Simply put, the Cre/lox system rocks. It is one of the most powerful tools in the mouse geneticist’s toolbox. Why? Well, it enables them to generate tissue-specific and inducible knockouts and thereby have exquisite control over the location and timing of gene expression – important stuff when deleting a certain gene everywhere or during development leads to an embryonic lethal phenotype. And, it can be used to turn transgene expression on or off, track individual cells or cell lineages (as in the Brainbow or Confetti mice), generate inversions or translocations, and report gene expression. More novel and sophisticated uses for the Cre/lox system are being developed all the time.
Research mouse models that incorporate the Cre/lox system typically involve generating double, triple, quadruple, or even n-tuple (is that really a word?) mutant/transgenic mice. As you can imagine, breeding such mice can get a bit complicated. Our Technical Information Services (TIS) is receiving more and more requests for help in designing breeding schemes for producing Cre/lox mice.
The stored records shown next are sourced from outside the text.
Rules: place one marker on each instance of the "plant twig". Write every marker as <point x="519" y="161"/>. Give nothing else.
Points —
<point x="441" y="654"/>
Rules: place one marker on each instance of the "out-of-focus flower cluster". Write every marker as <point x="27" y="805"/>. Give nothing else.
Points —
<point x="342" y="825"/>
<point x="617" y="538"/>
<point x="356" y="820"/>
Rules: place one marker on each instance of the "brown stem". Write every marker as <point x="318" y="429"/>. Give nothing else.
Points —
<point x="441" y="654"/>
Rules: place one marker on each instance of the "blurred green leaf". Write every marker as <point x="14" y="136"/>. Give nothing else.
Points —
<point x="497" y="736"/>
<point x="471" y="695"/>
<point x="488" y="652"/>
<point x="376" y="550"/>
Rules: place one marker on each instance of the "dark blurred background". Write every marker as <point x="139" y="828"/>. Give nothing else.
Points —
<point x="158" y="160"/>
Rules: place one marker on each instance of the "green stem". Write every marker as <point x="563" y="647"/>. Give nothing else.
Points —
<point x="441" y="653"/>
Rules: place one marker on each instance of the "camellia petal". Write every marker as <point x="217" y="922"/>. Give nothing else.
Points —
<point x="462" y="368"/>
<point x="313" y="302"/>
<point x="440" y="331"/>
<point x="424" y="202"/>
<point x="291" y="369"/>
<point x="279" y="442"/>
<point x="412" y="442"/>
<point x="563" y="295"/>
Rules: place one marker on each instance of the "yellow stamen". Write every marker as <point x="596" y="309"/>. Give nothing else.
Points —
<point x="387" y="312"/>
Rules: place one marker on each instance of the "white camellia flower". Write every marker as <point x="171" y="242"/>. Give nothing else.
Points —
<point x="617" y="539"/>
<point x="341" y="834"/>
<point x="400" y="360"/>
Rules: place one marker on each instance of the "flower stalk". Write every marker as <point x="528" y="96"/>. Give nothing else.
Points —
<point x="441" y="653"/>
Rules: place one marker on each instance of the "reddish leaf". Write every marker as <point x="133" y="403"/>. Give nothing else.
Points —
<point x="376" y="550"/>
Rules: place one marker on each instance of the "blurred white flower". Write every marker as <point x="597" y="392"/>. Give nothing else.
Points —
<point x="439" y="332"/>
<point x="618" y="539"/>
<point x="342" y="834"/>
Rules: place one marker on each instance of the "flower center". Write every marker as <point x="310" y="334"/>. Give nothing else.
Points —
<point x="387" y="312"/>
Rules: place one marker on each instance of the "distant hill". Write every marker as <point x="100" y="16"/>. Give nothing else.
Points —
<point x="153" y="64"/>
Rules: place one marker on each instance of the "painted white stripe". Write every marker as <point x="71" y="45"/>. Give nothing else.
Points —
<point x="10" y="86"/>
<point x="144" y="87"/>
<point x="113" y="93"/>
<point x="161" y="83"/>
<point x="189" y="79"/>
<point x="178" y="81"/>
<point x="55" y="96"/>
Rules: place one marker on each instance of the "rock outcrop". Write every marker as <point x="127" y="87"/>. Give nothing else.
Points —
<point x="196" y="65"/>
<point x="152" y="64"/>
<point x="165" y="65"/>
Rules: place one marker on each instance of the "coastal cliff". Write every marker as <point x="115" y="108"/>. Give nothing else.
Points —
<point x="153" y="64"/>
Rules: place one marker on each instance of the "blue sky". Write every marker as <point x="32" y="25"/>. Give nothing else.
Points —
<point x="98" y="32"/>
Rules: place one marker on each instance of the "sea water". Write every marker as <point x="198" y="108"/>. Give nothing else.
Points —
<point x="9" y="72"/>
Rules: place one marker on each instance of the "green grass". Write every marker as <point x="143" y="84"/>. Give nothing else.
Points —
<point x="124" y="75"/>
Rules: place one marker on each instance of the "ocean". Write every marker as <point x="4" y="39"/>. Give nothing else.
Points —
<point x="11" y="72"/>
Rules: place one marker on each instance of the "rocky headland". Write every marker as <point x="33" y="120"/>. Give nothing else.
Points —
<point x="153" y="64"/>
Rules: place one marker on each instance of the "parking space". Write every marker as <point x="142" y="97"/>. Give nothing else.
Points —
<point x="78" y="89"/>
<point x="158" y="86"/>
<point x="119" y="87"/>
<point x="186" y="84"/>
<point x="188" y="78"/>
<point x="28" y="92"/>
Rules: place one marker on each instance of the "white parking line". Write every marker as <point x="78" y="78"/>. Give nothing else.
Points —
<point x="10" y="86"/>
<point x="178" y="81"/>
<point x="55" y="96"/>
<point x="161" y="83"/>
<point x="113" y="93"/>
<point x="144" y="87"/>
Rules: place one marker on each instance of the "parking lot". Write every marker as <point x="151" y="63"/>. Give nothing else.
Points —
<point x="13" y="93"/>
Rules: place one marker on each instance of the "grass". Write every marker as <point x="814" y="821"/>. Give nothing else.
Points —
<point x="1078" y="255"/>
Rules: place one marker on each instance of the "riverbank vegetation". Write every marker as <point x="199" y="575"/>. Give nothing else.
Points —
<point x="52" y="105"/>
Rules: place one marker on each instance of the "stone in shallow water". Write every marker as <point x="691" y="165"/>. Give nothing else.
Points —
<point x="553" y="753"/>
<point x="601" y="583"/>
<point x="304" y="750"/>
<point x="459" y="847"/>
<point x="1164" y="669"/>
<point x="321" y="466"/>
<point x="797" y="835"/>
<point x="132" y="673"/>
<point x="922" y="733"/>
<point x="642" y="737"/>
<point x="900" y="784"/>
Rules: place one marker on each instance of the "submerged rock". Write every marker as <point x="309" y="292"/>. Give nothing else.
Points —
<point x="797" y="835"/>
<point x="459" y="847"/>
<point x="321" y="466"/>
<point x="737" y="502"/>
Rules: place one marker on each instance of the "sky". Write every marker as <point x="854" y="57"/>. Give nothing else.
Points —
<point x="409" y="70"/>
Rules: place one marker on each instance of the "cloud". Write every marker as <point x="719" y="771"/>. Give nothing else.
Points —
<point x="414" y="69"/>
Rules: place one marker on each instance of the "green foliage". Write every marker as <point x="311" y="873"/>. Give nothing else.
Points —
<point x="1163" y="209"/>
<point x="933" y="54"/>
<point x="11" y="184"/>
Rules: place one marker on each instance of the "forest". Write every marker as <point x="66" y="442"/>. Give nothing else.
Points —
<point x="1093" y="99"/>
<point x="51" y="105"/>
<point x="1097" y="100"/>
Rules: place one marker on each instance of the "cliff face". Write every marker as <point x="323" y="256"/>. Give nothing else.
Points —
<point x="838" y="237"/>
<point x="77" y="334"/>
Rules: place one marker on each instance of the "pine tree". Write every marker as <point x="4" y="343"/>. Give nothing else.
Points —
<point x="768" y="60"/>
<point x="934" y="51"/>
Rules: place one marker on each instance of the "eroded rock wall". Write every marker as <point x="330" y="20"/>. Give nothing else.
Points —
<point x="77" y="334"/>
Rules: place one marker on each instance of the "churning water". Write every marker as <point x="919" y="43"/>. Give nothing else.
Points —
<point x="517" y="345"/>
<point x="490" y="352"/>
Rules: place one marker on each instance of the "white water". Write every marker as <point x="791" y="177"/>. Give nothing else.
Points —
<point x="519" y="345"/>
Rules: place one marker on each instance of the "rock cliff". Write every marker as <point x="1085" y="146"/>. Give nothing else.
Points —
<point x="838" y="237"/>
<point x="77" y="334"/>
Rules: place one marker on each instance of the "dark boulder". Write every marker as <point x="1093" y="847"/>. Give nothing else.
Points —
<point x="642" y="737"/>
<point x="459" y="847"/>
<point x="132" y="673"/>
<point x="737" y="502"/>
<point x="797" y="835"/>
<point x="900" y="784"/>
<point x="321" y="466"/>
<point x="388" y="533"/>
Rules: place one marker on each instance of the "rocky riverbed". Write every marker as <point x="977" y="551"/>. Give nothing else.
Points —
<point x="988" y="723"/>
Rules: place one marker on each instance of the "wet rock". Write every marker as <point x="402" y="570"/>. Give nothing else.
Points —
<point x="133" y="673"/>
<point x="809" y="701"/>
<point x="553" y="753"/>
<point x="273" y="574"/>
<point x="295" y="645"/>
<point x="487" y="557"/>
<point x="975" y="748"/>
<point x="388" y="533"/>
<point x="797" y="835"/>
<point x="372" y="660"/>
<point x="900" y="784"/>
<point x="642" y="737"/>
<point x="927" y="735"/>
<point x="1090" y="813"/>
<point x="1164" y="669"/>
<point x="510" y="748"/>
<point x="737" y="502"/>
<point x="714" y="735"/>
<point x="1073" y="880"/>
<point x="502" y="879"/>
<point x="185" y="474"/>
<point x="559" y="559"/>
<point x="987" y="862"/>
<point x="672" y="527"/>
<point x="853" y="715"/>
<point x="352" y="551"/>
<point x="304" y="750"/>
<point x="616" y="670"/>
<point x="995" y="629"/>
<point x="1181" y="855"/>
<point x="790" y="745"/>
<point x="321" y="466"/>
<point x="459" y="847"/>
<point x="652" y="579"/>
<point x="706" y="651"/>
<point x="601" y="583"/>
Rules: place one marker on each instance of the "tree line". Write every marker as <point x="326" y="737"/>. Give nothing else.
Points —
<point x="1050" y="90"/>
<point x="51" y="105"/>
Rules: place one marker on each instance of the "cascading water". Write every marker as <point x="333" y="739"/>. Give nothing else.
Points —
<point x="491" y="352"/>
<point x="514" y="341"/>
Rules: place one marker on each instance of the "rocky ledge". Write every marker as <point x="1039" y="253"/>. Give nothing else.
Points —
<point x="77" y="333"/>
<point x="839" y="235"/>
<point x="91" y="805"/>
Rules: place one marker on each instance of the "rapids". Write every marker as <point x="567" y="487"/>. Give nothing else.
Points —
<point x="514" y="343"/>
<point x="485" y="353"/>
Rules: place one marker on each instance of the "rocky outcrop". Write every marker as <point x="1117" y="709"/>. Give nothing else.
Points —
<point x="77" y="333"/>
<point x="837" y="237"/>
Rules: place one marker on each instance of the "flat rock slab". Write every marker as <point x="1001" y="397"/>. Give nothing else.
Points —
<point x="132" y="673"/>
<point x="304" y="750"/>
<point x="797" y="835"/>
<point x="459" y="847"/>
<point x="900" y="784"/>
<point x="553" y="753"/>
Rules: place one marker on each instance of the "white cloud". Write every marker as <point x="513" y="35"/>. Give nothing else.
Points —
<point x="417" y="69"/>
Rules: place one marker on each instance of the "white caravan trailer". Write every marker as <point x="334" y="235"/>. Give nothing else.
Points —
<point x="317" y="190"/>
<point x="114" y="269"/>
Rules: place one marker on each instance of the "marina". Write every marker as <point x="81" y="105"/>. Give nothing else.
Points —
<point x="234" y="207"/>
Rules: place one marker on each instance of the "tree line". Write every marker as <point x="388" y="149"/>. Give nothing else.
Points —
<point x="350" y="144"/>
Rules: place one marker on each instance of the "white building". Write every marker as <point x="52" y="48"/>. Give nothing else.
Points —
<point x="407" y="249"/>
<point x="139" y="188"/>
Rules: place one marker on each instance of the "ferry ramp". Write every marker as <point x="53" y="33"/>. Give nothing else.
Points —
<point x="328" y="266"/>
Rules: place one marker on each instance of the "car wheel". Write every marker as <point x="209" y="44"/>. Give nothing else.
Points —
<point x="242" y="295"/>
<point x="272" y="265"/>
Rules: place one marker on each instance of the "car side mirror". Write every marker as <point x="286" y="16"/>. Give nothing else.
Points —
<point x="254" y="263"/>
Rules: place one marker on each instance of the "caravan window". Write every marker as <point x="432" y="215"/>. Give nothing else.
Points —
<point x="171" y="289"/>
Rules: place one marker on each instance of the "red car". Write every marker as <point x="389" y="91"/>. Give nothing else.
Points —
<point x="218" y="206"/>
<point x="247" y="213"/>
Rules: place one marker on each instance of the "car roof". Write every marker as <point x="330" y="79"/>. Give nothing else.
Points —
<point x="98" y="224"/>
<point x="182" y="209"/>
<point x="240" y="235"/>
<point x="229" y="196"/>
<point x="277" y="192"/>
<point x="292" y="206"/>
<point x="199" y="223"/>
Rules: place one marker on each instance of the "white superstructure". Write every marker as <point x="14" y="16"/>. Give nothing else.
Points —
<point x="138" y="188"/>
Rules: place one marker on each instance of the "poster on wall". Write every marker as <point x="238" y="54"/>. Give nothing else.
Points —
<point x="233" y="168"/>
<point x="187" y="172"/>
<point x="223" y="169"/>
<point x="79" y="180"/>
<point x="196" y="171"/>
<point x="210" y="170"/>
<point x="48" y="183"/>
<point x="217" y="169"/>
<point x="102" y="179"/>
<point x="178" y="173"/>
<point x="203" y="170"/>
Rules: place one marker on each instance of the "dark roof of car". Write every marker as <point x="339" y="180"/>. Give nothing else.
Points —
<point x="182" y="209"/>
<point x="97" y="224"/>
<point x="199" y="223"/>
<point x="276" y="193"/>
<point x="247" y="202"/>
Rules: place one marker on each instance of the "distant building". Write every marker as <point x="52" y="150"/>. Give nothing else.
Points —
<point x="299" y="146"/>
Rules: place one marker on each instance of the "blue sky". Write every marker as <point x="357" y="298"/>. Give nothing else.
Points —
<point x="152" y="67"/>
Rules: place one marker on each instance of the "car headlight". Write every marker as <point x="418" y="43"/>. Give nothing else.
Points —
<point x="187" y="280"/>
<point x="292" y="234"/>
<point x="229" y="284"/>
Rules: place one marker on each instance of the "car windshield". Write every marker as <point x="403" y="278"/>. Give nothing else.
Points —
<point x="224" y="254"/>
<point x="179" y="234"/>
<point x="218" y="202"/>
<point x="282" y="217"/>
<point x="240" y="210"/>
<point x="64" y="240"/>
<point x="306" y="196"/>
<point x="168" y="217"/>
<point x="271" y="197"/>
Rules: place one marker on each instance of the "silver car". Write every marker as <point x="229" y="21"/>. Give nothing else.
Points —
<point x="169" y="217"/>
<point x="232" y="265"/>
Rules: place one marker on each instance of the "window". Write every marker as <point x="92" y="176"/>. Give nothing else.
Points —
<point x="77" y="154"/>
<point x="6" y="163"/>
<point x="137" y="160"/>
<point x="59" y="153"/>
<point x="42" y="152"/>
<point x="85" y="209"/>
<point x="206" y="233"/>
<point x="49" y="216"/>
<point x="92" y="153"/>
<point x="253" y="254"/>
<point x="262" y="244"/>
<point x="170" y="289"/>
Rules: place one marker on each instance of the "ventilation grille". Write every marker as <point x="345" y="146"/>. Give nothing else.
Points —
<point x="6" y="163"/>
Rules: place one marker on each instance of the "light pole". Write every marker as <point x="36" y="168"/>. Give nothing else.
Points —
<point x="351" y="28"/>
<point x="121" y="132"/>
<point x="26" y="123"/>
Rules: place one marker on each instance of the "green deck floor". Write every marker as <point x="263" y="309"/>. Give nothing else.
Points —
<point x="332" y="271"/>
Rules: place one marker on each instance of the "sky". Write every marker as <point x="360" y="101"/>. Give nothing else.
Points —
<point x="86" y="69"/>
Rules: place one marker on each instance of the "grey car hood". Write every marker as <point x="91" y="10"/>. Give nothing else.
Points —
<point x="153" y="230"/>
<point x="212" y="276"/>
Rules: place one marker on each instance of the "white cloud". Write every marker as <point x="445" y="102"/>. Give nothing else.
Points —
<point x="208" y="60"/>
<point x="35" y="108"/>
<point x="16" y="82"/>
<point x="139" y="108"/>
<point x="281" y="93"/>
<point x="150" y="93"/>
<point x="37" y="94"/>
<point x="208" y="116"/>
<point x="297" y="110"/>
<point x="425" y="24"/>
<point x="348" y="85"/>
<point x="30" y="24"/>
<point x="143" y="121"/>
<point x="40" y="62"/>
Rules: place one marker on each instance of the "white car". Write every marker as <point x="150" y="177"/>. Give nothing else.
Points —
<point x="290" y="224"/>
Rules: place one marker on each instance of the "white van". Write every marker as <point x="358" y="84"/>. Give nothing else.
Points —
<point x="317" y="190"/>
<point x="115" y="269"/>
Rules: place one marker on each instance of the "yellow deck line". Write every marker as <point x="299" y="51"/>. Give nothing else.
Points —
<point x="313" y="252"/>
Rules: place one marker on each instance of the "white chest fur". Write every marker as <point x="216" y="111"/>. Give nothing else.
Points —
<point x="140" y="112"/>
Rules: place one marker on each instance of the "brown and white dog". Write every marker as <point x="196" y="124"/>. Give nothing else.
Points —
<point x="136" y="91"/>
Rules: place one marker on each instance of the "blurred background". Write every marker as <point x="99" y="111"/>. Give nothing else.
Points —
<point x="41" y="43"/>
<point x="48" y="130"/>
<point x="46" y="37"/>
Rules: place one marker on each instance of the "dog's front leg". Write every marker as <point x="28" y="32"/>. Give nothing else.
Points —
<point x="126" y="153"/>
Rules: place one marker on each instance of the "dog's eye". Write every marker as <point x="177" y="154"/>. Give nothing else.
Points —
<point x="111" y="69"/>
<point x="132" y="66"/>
Explaining these schemes can be difficult, and I swear that I can sometimes feel customers’ eyes cross while I’m trying to explain them over the telephone. So, in this post, I’m outlining a typical breeding scheme that I hope will help demystify the process of using the Cre/lox system to generate tissue-specific or inducible knockout mice.
Knockouts: remember, one cross just isn’t enough!
Here is the most efficient breeding scheme for generating Cre/lox tissue-specific or inducible knockouts. To generate mice that are heterozygous for a loxP-flanked allele and hemizygous/heterozygous for the cre transgene, mate a homozygous loxP-flanked mouse of interest to a cre transgenic mouse strain (see Figure 1 below). Approximately 50% of the offspring will be heterozygous for the loxP allele and hemizygous/heterozygous for the cre transgene.
Figure 1
Mate these mice back to the homozygous loxP-flanked mice (see Figure 2 below). Approximately 25% of the progeny from this mating will be homozygous for the loxP-flanked allele and hemizygous/heterozygous for the cre transgene. These will be your experimental mice.
Figure 2
About 25% of the offspring from this mating will be homozygous for the loxP flanked allele but will have no cre transgene. Depending on your experimental parameters, you can use these as controls (see Figure 3A below). Because the controls will not have Cre recombinase, any phenotypic differences between them and the Cre/lox mice should be due to the deleted gene in the Cre/lox mice. If appropriate for your experiments, you can maintain a colony that is homozygous for the loxP flanked allele, but in which one parent was hemizygous/heterozygous for cre and the other was a noncarrier/wild-type for cre.
This breeding scheme may not be the most efficient one for producing all Cre/lox strains. You will have to adapt it to the genotypes you want to produce and the genetic backgrounds and characteristics of the loxP-flanked and cre strains you use. To verify that Cre recombinase expression does not contribute to a phenotype of interest, I suggest using the cre strain itself (without any loxP-flanked alleles) as a control (Figure 3B). One of my colleagues, Andy, has written an awesome blog post on how Cre recombinase can produce a phenotype on its own. I highly recommend that you check out his blog.
Figure 3
The use of the Cre/loxP system for generating tissue specific or inducible knockouts is a powerful tool for mouse genetics, but it is only one piece of the total picture.